Une seule chose compte lorsque j’attends ma cible : l’arme. Si le mécanisme a été huilé, la lunette soigneusement montée, les munitions vérifiées et le chargeur enclenché, je peux oublier jusqu’aux battements de mon cœur. Je peux oublier que je suis une femme et que je suis payée pour ôter la vie.
Dans ce travail, il n’y a pas de place pour la peur, l’excitation, ni tout autre sentiment parasite. Seules subsistent la concentration, la précision des gestes, la détermination. C’est un métier parfait. Il ne peut y avoir d’erreur. Ou plutôt : il suffit d’une pour vous mettre au chômage. Définitivement.
J’ai trente-quatre ans, dix missions à mon actif, mais aujourd’hui, allongée sur le ventre dans la poussière de cette mansarde, les yeux fixés sur la ruelle par l’entrebâillement des persiennes, je sais qu’il n’y aura pas d’autres occasions. La pression des genoux de l’inconnu sur mes reins me dissuade de faire un seul geste. À la base de mon crâne, il y a la mort. C’est dur, métallique et le calibre importe peu. Un petit déplacement du doigt de mon agresseur suffira pour que ma cervelle et mon sang éclaboussent le sol. Serai-je consciente de cette fraction de seconde au cours de laquelle je mourrai ? Cette question purement rhétorique est dominée par une autre, d’ordre plus pratique :
Pourquoi suis-je encore en vie ?
« Vous connaissez aussi bien que moi la liste des maladies génétiquement transmissibles, poursuivit le directeur. La description de certains symptômes, même avec le vocabulaire des époques étudiées, a permis au département d’approfondir nos connaissances en remontant plus loin que les débuts de la génétique. »
Jonsked rabattit sur son crâne chauve l’unique mèche qui lui restait, et qu’il mettait un point d’honneur à ne pas couper. Puis se pencha vers le menton de Vergaï.
« Mais de ce fait, le DAS a mis en évidence de façon collatérale, un aspect auquel nous n’avions pas pensé. Savez-vous pourquoi nos ancêtres avaient tort ? »
Vergaï fronça les sourcils. Elle connaissait trop bien les méthodes de Jonsked, et avait une envie furieuse d’interrompre ses explications fumeuses.

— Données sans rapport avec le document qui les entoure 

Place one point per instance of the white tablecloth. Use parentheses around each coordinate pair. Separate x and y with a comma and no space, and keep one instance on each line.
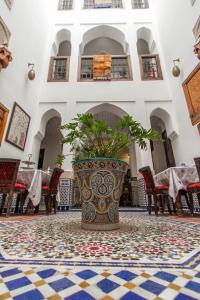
(34,179)
(177,178)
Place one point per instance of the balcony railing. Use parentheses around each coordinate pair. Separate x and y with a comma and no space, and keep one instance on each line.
(90,4)
(121,68)
(65,4)
(59,69)
(140,4)
(150,67)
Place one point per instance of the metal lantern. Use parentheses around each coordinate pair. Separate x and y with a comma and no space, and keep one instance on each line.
(31,73)
(176,70)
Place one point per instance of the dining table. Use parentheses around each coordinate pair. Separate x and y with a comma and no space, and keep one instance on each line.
(177,178)
(33,179)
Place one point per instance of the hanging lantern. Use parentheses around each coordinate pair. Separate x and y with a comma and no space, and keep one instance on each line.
(31,73)
(5,57)
(197,49)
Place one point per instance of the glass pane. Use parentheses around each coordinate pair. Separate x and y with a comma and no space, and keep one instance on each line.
(86,68)
(150,68)
(104,4)
(66,4)
(140,4)
(59,69)
(120,68)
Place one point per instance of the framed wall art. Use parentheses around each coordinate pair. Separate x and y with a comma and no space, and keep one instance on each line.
(191,87)
(18,127)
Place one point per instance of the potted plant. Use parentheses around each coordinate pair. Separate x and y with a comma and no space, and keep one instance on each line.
(59,160)
(100,173)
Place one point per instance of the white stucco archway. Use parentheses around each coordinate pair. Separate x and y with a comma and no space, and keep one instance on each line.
(104,31)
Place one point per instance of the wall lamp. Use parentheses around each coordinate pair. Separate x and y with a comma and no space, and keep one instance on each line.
(176,70)
(31,72)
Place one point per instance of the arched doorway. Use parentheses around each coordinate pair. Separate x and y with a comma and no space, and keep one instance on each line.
(50,145)
(161,150)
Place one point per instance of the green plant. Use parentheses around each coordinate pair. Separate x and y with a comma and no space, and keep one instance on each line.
(90,137)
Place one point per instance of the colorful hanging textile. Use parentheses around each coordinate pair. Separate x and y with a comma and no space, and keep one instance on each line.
(102,67)
(102,3)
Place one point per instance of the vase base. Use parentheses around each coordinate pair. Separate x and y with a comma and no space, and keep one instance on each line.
(100,227)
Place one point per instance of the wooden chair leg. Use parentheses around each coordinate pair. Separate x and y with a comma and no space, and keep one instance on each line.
(155,204)
(54,204)
(168,204)
(198,197)
(23,196)
(162,203)
(191,203)
(187,200)
(3,200)
(149,204)
(9,204)
(46,200)
(37,208)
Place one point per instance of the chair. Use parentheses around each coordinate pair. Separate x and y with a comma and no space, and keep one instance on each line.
(50,191)
(8,185)
(194,188)
(159,193)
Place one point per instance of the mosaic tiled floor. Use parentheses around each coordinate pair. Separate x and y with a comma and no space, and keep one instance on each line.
(53,258)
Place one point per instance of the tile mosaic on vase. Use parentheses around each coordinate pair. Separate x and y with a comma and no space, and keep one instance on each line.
(141,240)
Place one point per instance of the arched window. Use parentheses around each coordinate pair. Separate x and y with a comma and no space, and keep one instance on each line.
(196,29)
(59,62)
(104,55)
(9,3)
(147,52)
(103,4)
(65,4)
(140,4)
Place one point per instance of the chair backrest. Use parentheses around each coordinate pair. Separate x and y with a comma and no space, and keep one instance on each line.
(8,170)
(55,180)
(148,177)
(197,164)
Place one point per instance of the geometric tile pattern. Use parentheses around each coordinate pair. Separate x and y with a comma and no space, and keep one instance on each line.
(29,283)
(141,241)
(27,276)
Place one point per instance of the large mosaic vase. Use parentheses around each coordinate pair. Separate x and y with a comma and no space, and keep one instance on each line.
(100,182)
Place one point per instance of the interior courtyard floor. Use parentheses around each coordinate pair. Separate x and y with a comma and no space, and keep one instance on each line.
(51,257)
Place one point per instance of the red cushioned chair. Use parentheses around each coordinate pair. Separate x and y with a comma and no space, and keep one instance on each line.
(194,188)
(50,191)
(8,185)
(159,193)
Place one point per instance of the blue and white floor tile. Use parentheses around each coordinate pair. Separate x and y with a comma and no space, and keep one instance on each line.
(52,258)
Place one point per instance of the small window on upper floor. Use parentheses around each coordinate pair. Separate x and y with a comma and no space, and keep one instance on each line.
(65,4)
(59,64)
(192,2)
(9,3)
(196,29)
(4,33)
(140,4)
(103,4)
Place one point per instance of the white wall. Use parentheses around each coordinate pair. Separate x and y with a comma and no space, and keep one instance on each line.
(28,22)
(175,21)
(32,40)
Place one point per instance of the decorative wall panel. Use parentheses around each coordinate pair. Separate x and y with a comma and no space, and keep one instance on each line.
(191,87)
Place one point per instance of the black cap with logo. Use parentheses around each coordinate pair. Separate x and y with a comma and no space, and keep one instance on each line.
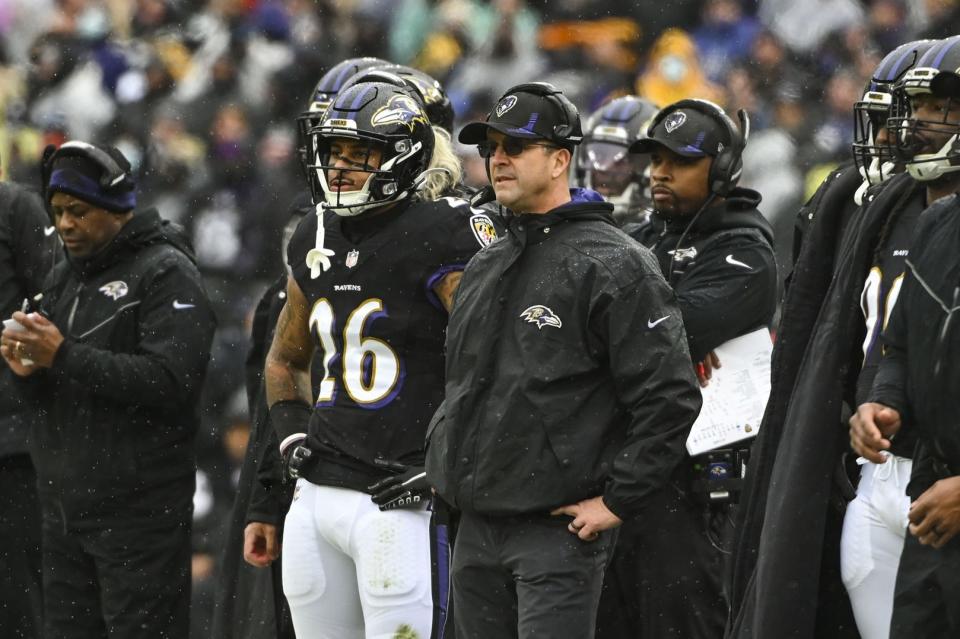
(687,132)
(536,110)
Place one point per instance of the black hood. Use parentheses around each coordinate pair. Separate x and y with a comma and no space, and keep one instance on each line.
(144,229)
(737,210)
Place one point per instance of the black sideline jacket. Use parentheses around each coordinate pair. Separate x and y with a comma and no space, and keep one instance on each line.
(28,248)
(121,396)
(568,375)
(724,271)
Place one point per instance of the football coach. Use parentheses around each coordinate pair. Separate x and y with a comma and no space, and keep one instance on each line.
(116,354)
(569,389)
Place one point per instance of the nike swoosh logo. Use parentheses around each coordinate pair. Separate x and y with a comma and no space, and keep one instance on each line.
(730,260)
(652,324)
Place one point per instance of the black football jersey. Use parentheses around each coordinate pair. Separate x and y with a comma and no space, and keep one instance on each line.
(882,287)
(379,330)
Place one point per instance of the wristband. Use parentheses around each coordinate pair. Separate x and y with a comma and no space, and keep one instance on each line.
(290,418)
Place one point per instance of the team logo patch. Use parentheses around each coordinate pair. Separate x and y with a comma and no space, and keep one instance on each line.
(681,255)
(541,316)
(401,109)
(506,104)
(483,229)
(674,121)
(340,123)
(115,290)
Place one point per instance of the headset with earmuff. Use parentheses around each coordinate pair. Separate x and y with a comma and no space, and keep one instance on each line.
(567,133)
(113,176)
(728,163)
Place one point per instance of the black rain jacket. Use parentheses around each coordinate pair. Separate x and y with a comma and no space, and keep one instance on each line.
(121,399)
(920,371)
(723,272)
(28,248)
(568,375)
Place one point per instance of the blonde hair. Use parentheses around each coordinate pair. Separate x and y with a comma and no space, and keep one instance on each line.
(439,182)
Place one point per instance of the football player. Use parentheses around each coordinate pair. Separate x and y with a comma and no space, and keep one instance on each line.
(373,274)
(914,379)
(262,500)
(604,163)
(875,522)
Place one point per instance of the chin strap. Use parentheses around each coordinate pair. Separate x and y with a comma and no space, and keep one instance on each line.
(318,258)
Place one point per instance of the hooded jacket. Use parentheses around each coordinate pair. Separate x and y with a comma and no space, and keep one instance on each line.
(722,269)
(788,530)
(120,399)
(28,248)
(567,372)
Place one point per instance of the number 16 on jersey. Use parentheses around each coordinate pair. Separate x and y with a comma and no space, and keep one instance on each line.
(370,369)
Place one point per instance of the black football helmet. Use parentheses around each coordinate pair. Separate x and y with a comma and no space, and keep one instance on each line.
(381,115)
(875,158)
(436,103)
(929,147)
(603,161)
(323,94)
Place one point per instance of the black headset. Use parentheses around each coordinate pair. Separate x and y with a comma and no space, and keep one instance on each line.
(112,177)
(728,164)
(569,132)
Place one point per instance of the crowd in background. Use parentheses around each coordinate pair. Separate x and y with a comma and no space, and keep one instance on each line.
(201,96)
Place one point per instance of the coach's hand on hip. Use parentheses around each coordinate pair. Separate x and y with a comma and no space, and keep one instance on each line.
(590,518)
(260,547)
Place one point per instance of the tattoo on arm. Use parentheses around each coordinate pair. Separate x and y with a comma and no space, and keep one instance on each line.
(287,369)
(447,287)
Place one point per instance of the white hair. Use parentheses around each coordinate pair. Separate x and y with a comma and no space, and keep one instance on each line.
(444,171)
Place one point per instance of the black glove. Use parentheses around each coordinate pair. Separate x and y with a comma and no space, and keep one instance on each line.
(295,460)
(290,418)
(407,489)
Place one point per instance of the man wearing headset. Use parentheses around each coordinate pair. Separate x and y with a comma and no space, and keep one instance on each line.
(569,390)
(716,251)
(116,352)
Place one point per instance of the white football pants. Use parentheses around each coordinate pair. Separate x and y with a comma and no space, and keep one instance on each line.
(874,529)
(353,572)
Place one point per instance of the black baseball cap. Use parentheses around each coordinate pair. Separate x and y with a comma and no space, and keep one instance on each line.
(686,131)
(522,113)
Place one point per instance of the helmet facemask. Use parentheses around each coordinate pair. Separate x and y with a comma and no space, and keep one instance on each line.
(620,177)
(873,146)
(368,120)
(930,146)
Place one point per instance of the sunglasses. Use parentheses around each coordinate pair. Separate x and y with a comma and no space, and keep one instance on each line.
(511,146)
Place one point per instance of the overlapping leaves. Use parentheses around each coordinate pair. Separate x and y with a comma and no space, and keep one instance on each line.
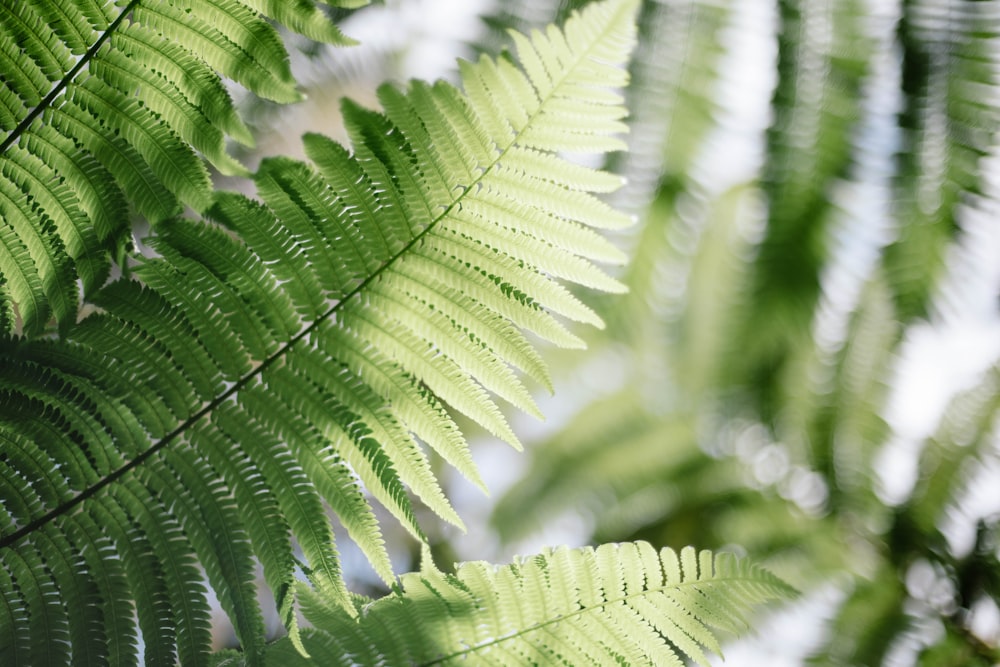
(565,606)
(104,108)
(300,351)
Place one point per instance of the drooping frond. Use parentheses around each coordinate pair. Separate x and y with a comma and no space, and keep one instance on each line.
(951,118)
(621,604)
(104,110)
(295,352)
(823,58)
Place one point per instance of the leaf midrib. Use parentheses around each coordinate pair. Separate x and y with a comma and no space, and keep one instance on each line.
(207,409)
(561,618)
(57,89)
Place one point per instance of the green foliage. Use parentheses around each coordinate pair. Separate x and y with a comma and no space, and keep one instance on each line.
(565,606)
(774,321)
(105,107)
(276,358)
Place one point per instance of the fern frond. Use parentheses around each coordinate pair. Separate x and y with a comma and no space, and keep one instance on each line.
(951,120)
(307,349)
(103,104)
(618,604)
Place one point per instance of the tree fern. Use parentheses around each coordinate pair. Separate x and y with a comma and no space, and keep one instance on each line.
(298,351)
(562,607)
(104,108)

« Dites-moi seulement quand vous m’envoyez.
— Début XVIIe. »
Cool ! Ça va me faire de vraies vacances, songea-t-elle. Puis elle réalisa. De la génétique au XVIIe siècle ?
Alors qu’elle s’apprêtait à poursuivre son chemin, un mouvement à l’avant de l’Eridania attira son attention. Quelque chose s’agitait juste à côté de l’unité de transmission hyperspatiale que les pilotes appelaient « le nez ». Pour autant qu’elle puisse en juger à cette distance, il ne s’agissait pas d’une navette de service. Elle ajusta mentalement l’échelle pour se faire une idée de la taille de l’objet.
Saint Hubble ! Ce truc mesure au moins dix mètres !
Son cœur se serra et la peur l’envahit quand elle se rendit compte que la chose possédait une forme humanoïde.
Une attaque ?
Elle ne connaissait aucune race capable de se déplacer dans le vide en l’absence d’appareillage de survie. Sans parler de sa taille !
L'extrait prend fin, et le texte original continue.